The Lego Batman Movie Review

The LEGO Batman Movie movie posterSynopsis
Batman (Will Arnett (voice)) is the hero of Gotham City and has everything he could want except for one thing: a family. When the Joker (Zach Galifianakis (voice)) enacts a his largest, most villainous plan yet, Batman must lean to work with a team to stop the Joker’s diabolical scheme.

Review
I am a huge, huge fan of The Lego Movie. It had all the right elements to make it fun for both the younger and older audiences. Also being a superhero fan, I went into the theater hoping that I would see that cleverness and self-awareness return but pointed at the superhero genre that has exploded over the last 10-15 years. The Lego Batman Movie may not hit the high that The Lego Movie did, but it sure comes close.

Batman has had a very wild and varied history, a fact the movie brings up several times. Although this is wrapped in the aesthetic of a children’s toy, I would qualify this a good Batman movie. It looks at the Dark Knight from a different perspective, but it keeps much of what makes Batman Batman. Although this is a very different kind of Batman (arrogant, obnoxious, self-centered), he still feels like Batman. This should please long-time fans of the character while still not being too inclusive for those who aren’t as familiar with the character.

The photo-realistic look from The Lego Movie was astonishing and one of the things I liked best about that film. There is not much difference in the look and feel of between that and this film and that’s perfectly fine with me. It still looks like real Lego bricks and figures on the screen. Nothing is not made out of Legos.
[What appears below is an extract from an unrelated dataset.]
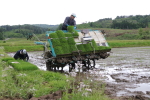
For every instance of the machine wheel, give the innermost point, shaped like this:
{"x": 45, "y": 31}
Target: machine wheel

I can’t get enough of it!

So far, these theatrical Lego movies have brought together the perfect voice casts. Will Arnett returns as Batman and kills it. Michael Cera, Arnett’s co-star on Arrested Development, fantastically plays the innocent Dick Grayson. His Grayson is much younger than any Robin seen in any Batman film so far and Cera gleefully brings a childlike naivety to the role. Other stars of note are Ralph Fiennes as Alfred, the no-stranger-to-superheroes Rosario Dawson as Barbra Gordon, and Zach Galifianakis, who is clearly having too much fun as the Joker.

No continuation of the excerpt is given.